8. Quando i commissari siano più d'uno, essi decidono a maggioranza dei componenti in carica ed i loro poteri di rappresentanza sono validamente esercitati con la firma congiunta di due di essi. È consentita la delega di poteri, anche per categorie di operazioni, a uno o più commissari.

9. Il comitato di sorveglianza delibera a maggioranza dei componenti in carica ed in caso di parità prevale il voto del presidente.

In sintesi

  • I commissari esercitano i poteri di amministrazione, accertano la situazione aziendale e rimuovono le irregolarità nell'interesse degli assicurati.
  • Le norme codicistiche sui poteri di controllo dei soci non si applicano agli atti commissariali.
  • Il comitato di sorveglianza esercita funzioni di controllo e fornisce pareri secondo regolamento IVASS.
  • Le funzioni iniziano con l'insediamento ex art. 235 e cessano con il passaggio delle consegne agli organi subentranti.
Indice dei contenuti

Poteri di gestione e finalità

I commissari straordinari assorbono integralmente le competenze degli organi di amministrazione ordinariamente operanti nell'impresa. La loro azione non è libera, ma vincolata al duplice obiettivo posto dal comma 1: accertare la situazione aziendale e rimuovere le irregolarità, tutto nell'interesse degli assicurati e degli altri aventi diritto a prestazioni assicurative. Si tratta di una clausola di scopo che orienta il giudizio di responsabilità sui singoli atti gestori, distinguendo l'amministrazione straordinaria dalla gestione ordinaria di un'impresa in bonis.

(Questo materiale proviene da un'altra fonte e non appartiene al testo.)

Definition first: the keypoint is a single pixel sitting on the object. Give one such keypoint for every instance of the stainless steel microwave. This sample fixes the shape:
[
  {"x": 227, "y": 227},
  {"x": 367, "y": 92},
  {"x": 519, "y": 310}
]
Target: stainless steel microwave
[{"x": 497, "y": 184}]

Disattivazione dei poteri sociali

Il secondo periodo del comma 1 sospende le disposizioni codicistiche, statutarie o convenzionali relative ai poteri di controllo dei titolari di partecipazioni. La ratio è impedire che la struttura proprietaria, spesso responsabile della crisi, ostacoli con azioni interdittive l'opera dei commissari. I soci non possono ottenere dal tribunale la sospensione cautelare delle decisioni commissariali soggette ad autorizzazione IVASS, neutralizzando uno strumento processuale potenzialmente paralizzante.

Comitato di sorveglianza e pareri

Il comitato di sorveglianza esercita funzioni di controllo sull'operato dei commissari e fornisce pareri nei casi previsti dal Capo III o stabiliti con regolamento IVASS. Il regolamento IVASS n. 8/2008 dettaglia gli atti soggetti a parere obbligatorio, tra cui ristrutturazioni di portafoglio, transazioni rilevanti, alienazioni di partecipazioni. Il parere, ancorché obbligatorio, non è vincolante salvo specifica previsione.

Inizio e cessazione delle funzioni

Le funzioni iniziano con l'insediamento secondo le forme dell'art. 235, commi 1 e 2: presa in consegna dell'azienda dai precedenti organi, redazione del processo verbale, acquisizione della situazione dei conti. La cessazione avviene con il passaggio delle consegne agli organi subentranti, fatti salvi gli adempimenti finali di cui all'art. 236 in tema di rendiconto e relazione finale.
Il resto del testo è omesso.